Jogadores que moram em regiões mais afastadas, como o atacante Osvaldo (que tem casa em um condomínio fechado em Alphaville, na Grande São Paulo), demoraram muito a aparecer no CT da Barra Funda. Outros, com mais sorte, não tiveram o mesmo problema. O zagueiro Paulo Miranda foi um deles.
“Eu cheguei em tempo, porque moro aqui perto. Só lamento (pelos outros), porque vão ter que pagar caixinha. Todo o mundo agradece”, brincou o defensor, referindo-se à punição informal que os atletas recebem quando se atrasam – esse dinheiro é usado no final da temporada para confraternização dos funcionários do clube.

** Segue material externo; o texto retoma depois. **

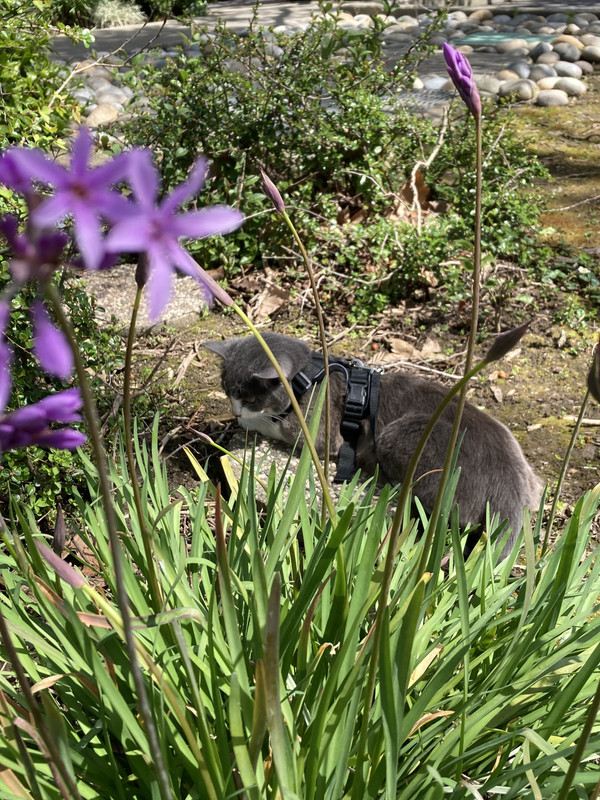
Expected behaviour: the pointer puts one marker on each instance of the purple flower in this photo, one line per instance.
(460, 71)
(156, 229)
(80, 191)
(36, 255)
(29, 425)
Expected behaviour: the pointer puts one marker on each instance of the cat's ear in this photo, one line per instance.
(269, 373)
(220, 348)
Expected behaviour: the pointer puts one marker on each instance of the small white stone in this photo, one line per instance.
(572, 86)
(551, 97)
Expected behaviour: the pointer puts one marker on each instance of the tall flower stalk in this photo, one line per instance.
(274, 196)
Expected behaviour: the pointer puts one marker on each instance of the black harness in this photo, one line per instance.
(362, 399)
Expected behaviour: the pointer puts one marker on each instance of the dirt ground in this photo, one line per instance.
(537, 391)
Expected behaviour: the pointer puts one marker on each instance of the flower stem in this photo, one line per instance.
(321, 323)
(91, 416)
(155, 590)
(297, 410)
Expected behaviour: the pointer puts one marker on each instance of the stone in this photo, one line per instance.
(590, 39)
(489, 84)
(540, 47)
(567, 52)
(507, 75)
(548, 82)
(523, 89)
(565, 69)
(103, 114)
(548, 58)
(566, 39)
(572, 86)
(511, 44)
(586, 67)
(585, 17)
(591, 53)
(522, 68)
(481, 14)
(551, 97)
(540, 71)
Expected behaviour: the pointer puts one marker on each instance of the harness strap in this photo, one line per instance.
(362, 398)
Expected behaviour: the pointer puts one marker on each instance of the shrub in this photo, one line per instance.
(321, 114)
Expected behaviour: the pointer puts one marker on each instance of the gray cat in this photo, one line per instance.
(493, 467)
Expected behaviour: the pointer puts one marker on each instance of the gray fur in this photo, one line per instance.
(493, 467)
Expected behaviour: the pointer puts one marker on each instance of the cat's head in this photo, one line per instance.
(250, 380)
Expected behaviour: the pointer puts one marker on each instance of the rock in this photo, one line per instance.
(489, 84)
(572, 86)
(551, 97)
(565, 69)
(584, 18)
(523, 89)
(541, 47)
(540, 71)
(591, 53)
(511, 44)
(548, 58)
(507, 75)
(522, 68)
(481, 14)
(586, 67)
(103, 114)
(548, 82)
(567, 52)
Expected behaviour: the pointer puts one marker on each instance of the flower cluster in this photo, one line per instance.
(105, 223)
(460, 71)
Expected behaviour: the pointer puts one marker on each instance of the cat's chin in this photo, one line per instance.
(262, 424)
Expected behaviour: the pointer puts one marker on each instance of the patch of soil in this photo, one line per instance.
(536, 391)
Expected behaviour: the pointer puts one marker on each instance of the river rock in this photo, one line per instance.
(540, 47)
(489, 84)
(572, 86)
(586, 67)
(507, 75)
(567, 52)
(539, 71)
(565, 69)
(591, 53)
(522, 68)
(548, 82)
(523, 89)
(551, 97)
(548, 58)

Não foi possível saber com exatidão todos jogadores que sofreram com a lentidão do trânsito, já que, por se tratar da reapresentação do elenco, muitos deles já não deixariam a parte interna do CT. Os únicos a aparecer em campo foram aqueles que não atuaram no empate de quarta-feira com a Universidad Católica, no Morumbi.
“Mas foi bastante, a lista é grande. Osvaldo, João Schmidt. De alguns, eu não posso falar, senão amanhã vão me cobrar, fica difícil”, falou Paulo Miranda, rindo, ao admitir que muitos companheiros ainda estavam presos no congestionamento.
Desde a manhã desta sexta-feira, dezenas de manifestantes impediam a passagem de carros pela Marginal Tietê, o que resultou em tráfego intenso em diversas partes da cidade. O grupo reivindicava por moradias populares na região próxima ao local onde foi realizado o protesto.
O São Paulo faz mais um treino na manhã deste sábado antes de, no dia seguinte, enfrentar o Grêmio, no Morumbi, pelo Campeonato Brasileiro. A derrota na rodada passada freou a reação da equipe, que estacionou na tabela e viu a distância para a zona de rebaixamento diminuir em dois pontos.